I’ve recently spent a lot of time doing various forms of business analytics in BigQuery. As discussed in a previous post, I’ve been using BigQuery as the data integration environment for several business systems. I’ve found integration at the data level via an ETL/ELT/IPaaS pipeline to be a lot more stable than system-level integrations that involve chaining together dependencies on fairly volatile SaaS APIs.
The original premise was fairly straightforward: Given a table of user-level statistics over time, identify only those points in time where one or more of the statistics changed value. In our case, we had several million rows of user-level data captured on a daily cadence. Manually inspecting this data for changes in individual values by customer was simply not a viable plan. The BigQuery LAG function came to the rescue.
LAG is a navigation function that finds the value of a column on a preceding row. By default, it will find the value from the row immediately preceding the current one. The example SQL from the BigQuery documentation works well to explain the concept:
WITH finishers AS (SELECT 'Sophia Liu' as name, TIMESTAMP '2016-10-18 2:51:45' as finish_time, 'F30-34' as division UNION ALL SELECT 'Lisa Stelzner', TIMESTAMP '2016-10-18 2:54:11', 'F35-39' UNION ALL SELECT 'Nikki Leith', TIMESTAMP '2016-10-18 2:59:01', 'F30-34' UNION ALL SELECT 'Lauren Matthews', TIMESTAMP '2016-10-18 3:01:17', 'F35-39' UNION ALL SELECT 'Desiree Berry', TIMESTAMP '2016-10-18 3:05:42', 'F35-39' UNION ALL SELECT 'Suzy Slane', TIMESTAMP '2016-10-18 3:06:24', 'F35-39' UNION ALL SELECT 'Jen Edwards', TIMESTAMP '2016-10-18 3:06:36', 'F30-34' UNION ALL SELECT 'Meghan Lederer', TIMESTAMP '2016-10-18 3:07:41', 'F30-34' UNION ALL SELECT 'Carly Forte', TIMESTAMP '2016-10-18 3:08:58', 'F25-29' UNION ALL SELECT 'Lauren Reasoner', TIMESTAMP '2016-10-18 3:10:14', 'F30-34') SELECT name, finish_time, division, LAG(name) OVER (PARTITION BY division ORDER BY finish_time ASC) AS preceding_runner FROM finishers;
Given some arbitrary race data, the LAG function is used to find the finishing order of each division. It’s not hard to imagine the multi-step SQL that could be used to accomplish the same analysis, but the LAG function eases the process greatly.
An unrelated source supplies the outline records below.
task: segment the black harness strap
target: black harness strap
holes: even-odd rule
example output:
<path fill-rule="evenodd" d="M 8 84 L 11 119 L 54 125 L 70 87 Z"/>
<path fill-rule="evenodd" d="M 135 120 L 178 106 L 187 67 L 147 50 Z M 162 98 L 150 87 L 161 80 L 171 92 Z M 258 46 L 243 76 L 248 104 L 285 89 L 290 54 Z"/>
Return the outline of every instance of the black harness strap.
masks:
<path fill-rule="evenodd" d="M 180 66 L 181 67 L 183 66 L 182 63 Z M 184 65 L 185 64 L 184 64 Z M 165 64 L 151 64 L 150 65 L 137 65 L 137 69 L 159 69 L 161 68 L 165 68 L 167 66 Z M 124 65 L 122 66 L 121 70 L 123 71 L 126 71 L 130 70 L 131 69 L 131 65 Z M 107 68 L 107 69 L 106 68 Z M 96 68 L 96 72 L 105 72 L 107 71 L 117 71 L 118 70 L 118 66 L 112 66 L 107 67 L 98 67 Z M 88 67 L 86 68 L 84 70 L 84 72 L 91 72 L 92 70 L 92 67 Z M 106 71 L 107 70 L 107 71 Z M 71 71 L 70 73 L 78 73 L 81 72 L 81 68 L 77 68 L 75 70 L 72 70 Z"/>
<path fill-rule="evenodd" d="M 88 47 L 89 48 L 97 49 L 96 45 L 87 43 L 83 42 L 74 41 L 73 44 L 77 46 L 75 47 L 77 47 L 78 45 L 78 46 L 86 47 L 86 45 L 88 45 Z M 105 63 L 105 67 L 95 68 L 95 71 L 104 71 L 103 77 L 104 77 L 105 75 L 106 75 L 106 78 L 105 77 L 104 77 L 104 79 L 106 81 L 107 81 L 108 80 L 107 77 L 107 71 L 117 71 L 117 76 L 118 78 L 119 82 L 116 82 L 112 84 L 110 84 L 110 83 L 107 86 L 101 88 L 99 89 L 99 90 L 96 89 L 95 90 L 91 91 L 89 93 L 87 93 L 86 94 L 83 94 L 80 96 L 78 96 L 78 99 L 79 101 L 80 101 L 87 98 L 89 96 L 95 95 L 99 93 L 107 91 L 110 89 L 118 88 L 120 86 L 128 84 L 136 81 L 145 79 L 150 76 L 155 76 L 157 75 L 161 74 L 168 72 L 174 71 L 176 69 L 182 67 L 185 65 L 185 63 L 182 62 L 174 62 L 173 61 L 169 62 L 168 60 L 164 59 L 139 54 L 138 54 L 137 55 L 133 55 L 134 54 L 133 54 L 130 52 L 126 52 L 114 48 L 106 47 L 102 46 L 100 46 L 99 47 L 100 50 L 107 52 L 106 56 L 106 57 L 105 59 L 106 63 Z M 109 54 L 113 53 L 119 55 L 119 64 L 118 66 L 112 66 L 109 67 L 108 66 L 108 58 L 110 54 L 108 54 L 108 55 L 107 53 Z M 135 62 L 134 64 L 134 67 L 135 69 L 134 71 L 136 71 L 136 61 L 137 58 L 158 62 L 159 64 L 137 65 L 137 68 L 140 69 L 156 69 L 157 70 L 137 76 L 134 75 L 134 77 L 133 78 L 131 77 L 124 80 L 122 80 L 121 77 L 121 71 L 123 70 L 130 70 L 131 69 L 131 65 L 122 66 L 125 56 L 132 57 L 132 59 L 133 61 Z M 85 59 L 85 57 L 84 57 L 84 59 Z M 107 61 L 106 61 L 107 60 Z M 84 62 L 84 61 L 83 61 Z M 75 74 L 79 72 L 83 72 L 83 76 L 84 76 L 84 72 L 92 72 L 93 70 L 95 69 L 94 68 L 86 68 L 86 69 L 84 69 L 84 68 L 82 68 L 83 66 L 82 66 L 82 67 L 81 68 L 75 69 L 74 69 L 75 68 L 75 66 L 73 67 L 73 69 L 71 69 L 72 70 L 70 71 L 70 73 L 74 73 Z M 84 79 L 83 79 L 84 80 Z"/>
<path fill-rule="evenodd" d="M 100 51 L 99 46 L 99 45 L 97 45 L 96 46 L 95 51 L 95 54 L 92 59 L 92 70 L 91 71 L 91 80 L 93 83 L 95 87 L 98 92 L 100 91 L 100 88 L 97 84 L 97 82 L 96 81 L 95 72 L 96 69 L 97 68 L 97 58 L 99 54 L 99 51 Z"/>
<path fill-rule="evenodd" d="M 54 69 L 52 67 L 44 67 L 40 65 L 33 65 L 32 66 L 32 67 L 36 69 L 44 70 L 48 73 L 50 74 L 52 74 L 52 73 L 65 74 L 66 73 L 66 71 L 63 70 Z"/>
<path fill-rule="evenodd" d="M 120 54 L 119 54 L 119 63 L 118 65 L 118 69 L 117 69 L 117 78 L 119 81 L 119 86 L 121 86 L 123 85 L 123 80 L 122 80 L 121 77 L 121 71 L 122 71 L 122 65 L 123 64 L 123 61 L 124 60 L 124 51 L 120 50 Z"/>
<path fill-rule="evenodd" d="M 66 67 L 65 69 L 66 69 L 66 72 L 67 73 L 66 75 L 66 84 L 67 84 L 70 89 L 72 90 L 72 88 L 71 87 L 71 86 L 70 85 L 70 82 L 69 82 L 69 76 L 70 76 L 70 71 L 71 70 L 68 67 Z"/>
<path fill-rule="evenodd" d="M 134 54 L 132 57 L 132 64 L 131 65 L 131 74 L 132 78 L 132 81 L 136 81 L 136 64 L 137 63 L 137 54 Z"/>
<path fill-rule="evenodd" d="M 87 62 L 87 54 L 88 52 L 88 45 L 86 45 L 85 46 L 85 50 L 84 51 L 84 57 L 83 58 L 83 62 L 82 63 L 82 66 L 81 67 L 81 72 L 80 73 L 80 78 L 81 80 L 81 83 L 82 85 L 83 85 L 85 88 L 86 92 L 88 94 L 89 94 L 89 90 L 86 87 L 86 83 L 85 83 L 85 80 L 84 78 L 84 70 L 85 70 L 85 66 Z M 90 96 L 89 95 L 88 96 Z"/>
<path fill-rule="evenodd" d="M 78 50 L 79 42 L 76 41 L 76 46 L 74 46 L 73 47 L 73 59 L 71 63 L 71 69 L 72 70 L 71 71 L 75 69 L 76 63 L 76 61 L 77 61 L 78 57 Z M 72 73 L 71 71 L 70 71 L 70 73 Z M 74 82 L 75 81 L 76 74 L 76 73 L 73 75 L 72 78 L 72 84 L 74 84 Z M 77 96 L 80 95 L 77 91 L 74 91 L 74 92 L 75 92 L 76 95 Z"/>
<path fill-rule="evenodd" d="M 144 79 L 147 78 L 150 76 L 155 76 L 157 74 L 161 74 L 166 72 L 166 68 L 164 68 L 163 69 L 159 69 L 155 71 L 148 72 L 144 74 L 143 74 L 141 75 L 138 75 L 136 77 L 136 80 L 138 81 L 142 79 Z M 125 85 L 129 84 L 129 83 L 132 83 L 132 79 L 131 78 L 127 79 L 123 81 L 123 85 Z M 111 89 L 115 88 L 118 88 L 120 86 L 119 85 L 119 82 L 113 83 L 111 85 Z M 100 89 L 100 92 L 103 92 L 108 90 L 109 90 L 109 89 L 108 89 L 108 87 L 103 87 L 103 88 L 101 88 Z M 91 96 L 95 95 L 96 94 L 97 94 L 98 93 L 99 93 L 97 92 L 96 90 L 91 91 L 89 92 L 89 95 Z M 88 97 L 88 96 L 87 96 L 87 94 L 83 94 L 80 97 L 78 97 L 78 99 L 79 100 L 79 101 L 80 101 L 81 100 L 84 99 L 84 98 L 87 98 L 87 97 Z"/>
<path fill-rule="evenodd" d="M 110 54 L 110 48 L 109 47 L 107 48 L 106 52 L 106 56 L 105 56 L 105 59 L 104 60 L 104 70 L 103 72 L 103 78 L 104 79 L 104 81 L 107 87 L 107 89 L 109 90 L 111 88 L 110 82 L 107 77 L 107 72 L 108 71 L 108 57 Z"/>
This was enough to get me going and I was able to produce the analysis of our various metrics in fairly short order. But, as a recovering geospatial technologist, I immediately wondered if I could apply this approach to spatial data. I quickly made some sample data to work with. Here is a screen shot of an extract:
If you stare at the ugly WKT dump of the geometry long enough, you’ll notice that this sample asset tends to spend multiple days in a location. What I wanted to determine is specifically when this asset changed location. I needed a variation on the query above.
In this case, I am using the LAG function to identify the previous value of the asset’s location and the last date it was at that location. The BigQuery geography type can’t participate in the LAG function, so I had to convert it to WKT first, as can be seen in the subquery inside the “data” object.
The primary job of the “data” object is to attach the WKT from each preceding row to the current row. The “
WHERE wkt<>prev-loc” clause does the real work. It’s here that we return only the rows where the location of the asset changed.
Close examination of the capture date shows that the asset often spends a few days at one location before moving on. This result is far more informative than the full list of location data we started with.
If you want to take a quick look at your results on a map, you can use the BigQuery Geo Viz tool, as depicted at the top of this post. By most web mapping standards, that’s fairly rudimentary, but it’s easy enough to use BigQuery SQL to export the data to CSV or GeoJSON for use in more sophisticated mapping tools.
My next step will be to attach the number of days spent at each location to support more meaningful map visualization, then probably generating a traveling salesman analysis to identify possible routes based on the time sequence.
PostGIS is still my first love and go-to for all things geospatial, but I’m finding BigQuery to have just enough geo to meaningfully enrich the business analytics I am doing there.